Марченко высказал это хрипловато, без выражения: горло сдавила ненависть, во даже выматериться сейчас — значило для него пожалеть эту гадину, в чем-то снизойти до него…

* * *

С горы Марченко летел так, что мгновеньями казалось — камусы сорвет с лыж к чертовой матери! Потом долго лез в гору, успокоился и по хребтине пошел привычно-ходко, чуть посвистывая, обдумывая будущий маршрут и порядок следования.

— И порядок следования… и порядок связывания… — в такт широкому скользящему шагу почти напевал он. Дышалось свободно, тело словно крепло в ритме могучего движения, и от этого росла уверенность в благополучном исходе затянувшейся опасной операции.

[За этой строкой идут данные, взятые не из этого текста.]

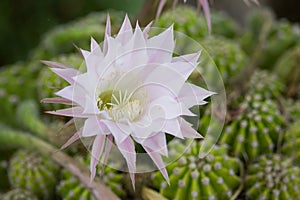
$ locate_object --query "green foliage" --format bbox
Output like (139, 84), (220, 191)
(8, 149), (59, 199)
(220, 94), (284, 160)
(274, 45), (300, 97)
(200, 37), (248, 84)
(57, 157), (125, 200)
(282, 121), (300, 166)
(245, 154), (300, 200)
(152, 140), (241, 200)
(1, 188), (37, 200)
(154, 6), (239, 40)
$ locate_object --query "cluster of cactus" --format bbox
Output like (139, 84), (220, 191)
(282, 121), (300, 166)
(199, 36), (248, 84)
(32, 11), (124, 59)
(220, 94), (284, 159)
(57, 157), (125, 200)
(245, 154), (300, 200)
(274, 46), (300, 97)
(154, 6), (239, 40)
(151, 140), (241, 200)
(247, 70), (285, 100)
(0, 61), (39, 125)
(0, 188), (38, 200)
(8, 149), (59, 199)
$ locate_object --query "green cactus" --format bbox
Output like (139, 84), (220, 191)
(0, 62), (39, 125)
(38, 53), (85, 110)
(240, 9), (274, 55)
(8, 149), (59, 199)
(57, 157), (125, 200)
(32, 11), (124, 60)
(282, 99), (300, 122)
(247, 70), (284, 100)
(220, 94), (284, 160)
(154, 6), (239, 40)
(282, 121), (300, 166)
(258, 21), (300, 70)
(199, 37), (248, 84)
(245, 154), (300, 200)
(274, 46), (300, 97)
(151, 140), (241, 200)
(1, 188), (38, 200)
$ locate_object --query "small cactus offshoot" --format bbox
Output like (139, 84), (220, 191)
(282, 121), (300, 166)
(152, 140), (241, 200)
(220, 94), (284, 160)
(1, 188), (38, 200)
(8, 150), (59, 199)
(57, 157), (125, 200)
(245, 154), (300, 200)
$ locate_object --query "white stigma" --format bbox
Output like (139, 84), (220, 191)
(105, 91), (142, 121)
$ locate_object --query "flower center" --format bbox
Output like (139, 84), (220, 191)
(97, 90), (142, 121)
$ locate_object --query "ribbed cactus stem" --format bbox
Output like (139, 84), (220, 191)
(0, 125), (119, 200)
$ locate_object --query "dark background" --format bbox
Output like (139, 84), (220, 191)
(0, 0), (300, 66)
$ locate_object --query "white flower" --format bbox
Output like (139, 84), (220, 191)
(44, 16), (213, 187)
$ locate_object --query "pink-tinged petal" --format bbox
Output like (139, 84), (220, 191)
(90, 37), (99, 52)
(90, 134), (106, 181)
(143, 22), (153, 40)
(103, 15), (111, 55)
(147, 25), (175, 63)
(144, 147), (170, 185)
(82, 116), (110, 137)
(46, 107), (89, 118)
(161, 118), (184, 139)
(138, 132), (168, 156)
(101, 120), (131, 143)
(41, 60), (73, 69)
(156, 0), (167, 19)
(116, 137), (136, 187)
(148, 96), (194, 119)
(101, 134), (114, 174)
(177, 83), (216, 108)
(172, 51), (201, 64)
(180, 119), (203, 139)
(198, 0), (211, 33)
(51, 68), (81, 84)
(60, 129), (82, 150)
(116, 15), (133, 45)
(41, 97), (73, 105)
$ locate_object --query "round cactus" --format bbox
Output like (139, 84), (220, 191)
(247, 70), (284, 100)
(152, 140), (241, 200)
(240, 9), (274, 55)
(274, 46), (300, 97)
(1, 188), (37, 200)
(282, 99), (300, 122)
(282, 121), (300, 165)
(220, 94), (284, 160)
(38, 54), (84, 110)
(33, 11), (123, 60)
(8, 150), (59, 199)
(0, 62), (39, 125)
(245, 154), (300, 200)
(155, 6), (239, 39)
(258, 21), (300, 69)
(57, 157), (125, 200)
(200, 37), (248, 84)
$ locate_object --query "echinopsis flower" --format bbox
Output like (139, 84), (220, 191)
(44, 16), (213, 185)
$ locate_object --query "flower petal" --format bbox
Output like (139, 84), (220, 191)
(90, 134), (106, 181)
(116, 137), (136, 187)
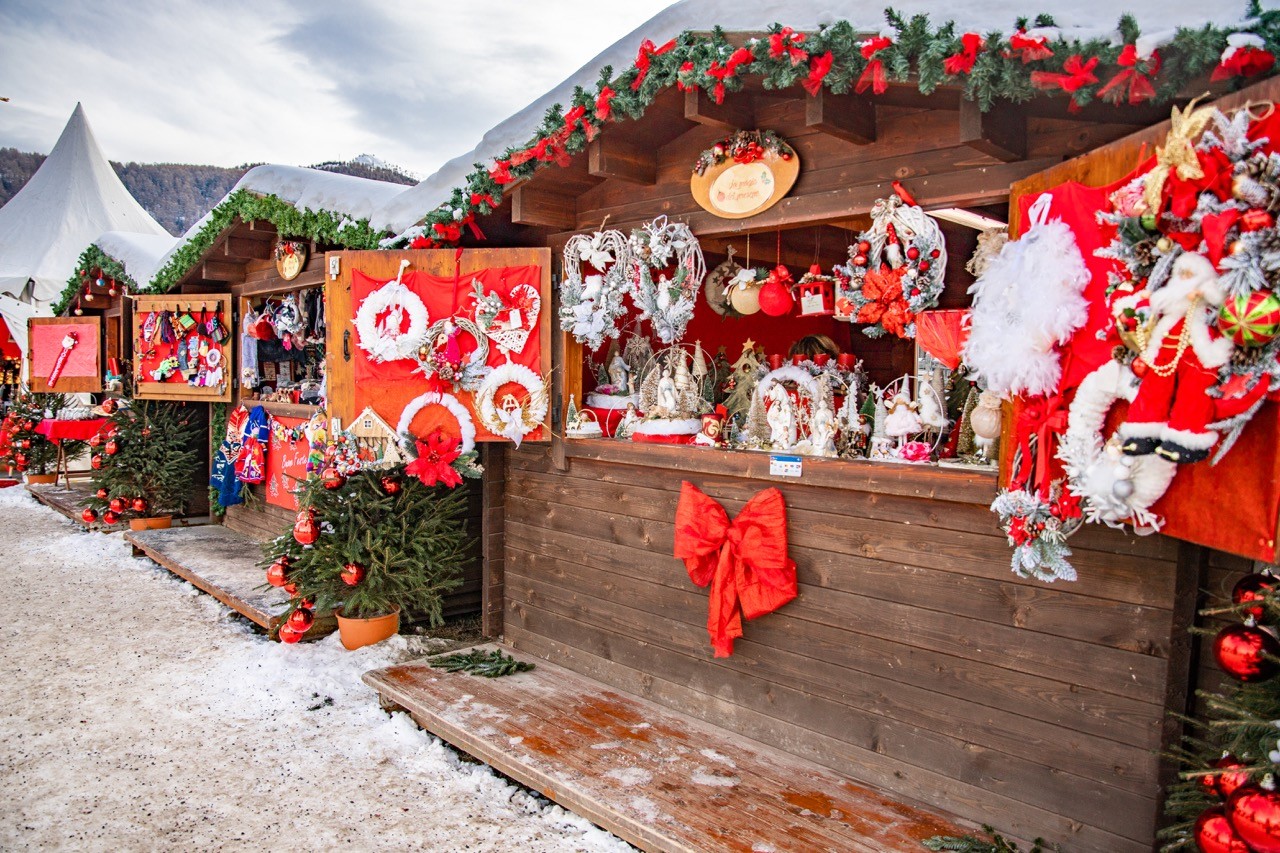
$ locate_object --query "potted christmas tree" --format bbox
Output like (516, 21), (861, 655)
(264, 427), (481, 649)
(0, 393), (84, 483)
(84, 400), (202, 530)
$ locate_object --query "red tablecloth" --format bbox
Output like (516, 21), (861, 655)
(36, 418), (106, 443)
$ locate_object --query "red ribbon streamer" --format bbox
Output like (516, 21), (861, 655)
(800, 50), (836, 96)
(942, 32), (987, 76)
(631, 38), (676, 91)
(675, 482), (797, 657)
(1032, 54), (1098, 92)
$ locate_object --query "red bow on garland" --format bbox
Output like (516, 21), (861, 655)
(856, 36), (893, 95)
(1098, 44), (1160, 105)
(404, 429), (462, 489)
(800, 50), (836, 97)
(1210, 45), (1276, 82)
(856, 269), (913, 338)
(942, 32), (987, 76)
(1007, 29), (1053, 65)
(675, 482), (797, 657)
(1032, 54), (1098, 92)
(769, 27), (809, 67)
(631, 38), (676, 91)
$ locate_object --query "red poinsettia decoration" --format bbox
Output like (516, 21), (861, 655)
(404, 429), (462, 489)
(858, 269), (913, 338)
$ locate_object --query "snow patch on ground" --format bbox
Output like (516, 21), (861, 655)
(0, 488), (631, 853)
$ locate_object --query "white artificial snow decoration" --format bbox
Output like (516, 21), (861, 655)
(963, 193), (1089, 397)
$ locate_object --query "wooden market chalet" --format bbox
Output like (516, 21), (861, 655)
(22, 3), (1280, 853)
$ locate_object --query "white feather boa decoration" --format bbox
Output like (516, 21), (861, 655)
(964, 202), (1089, 397)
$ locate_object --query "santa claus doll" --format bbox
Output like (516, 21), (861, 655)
(1120, 252), (1233, 462)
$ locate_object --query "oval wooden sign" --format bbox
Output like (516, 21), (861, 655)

…А все-таки никому из них верить нельзя. Уголовники покорны, пока сегодняшняя тайга кажется им страшнее завтрашней кары, пока их неустойчивые натуры обезволены ужасом явственной смерти от мороза и голода, пока вокруг неведомые и страшные звери, а не люди, которых они привыкли сами пугать и «обдирать» почище, чем охотник добычу… Даже и охотнику Пантелею, хотя он явно морально сломлен и вызвался сам помогать милиционеру — в счет будущего возможного послабления. Да и Тимофею с Феофаном тоже, хоть им особо-то и не грозило ничего страшного, кроме, может быть, немедленной мобилизации: формально они еще не являлись дезертирами и хорошо поняли это на допросе. Но… Семен Марченко слишком хорошо знал почти мистическую власть тайги над таежником, когда впереди — смутные пугающие кары, а тайга — вот она, рядом, и свобода — вот она, за первым кустом, за первым сугробом, за густым пихтачом, за ближней горой. И велика она, тайга, и когда-то там поймают еще, а может, и нет, особенно если учесть «опыт». Импульс проклятый — толкнет, и совсем уже раскаявшийся человек превращается в окончательного преступника, защищая свою призрачную «свободу»…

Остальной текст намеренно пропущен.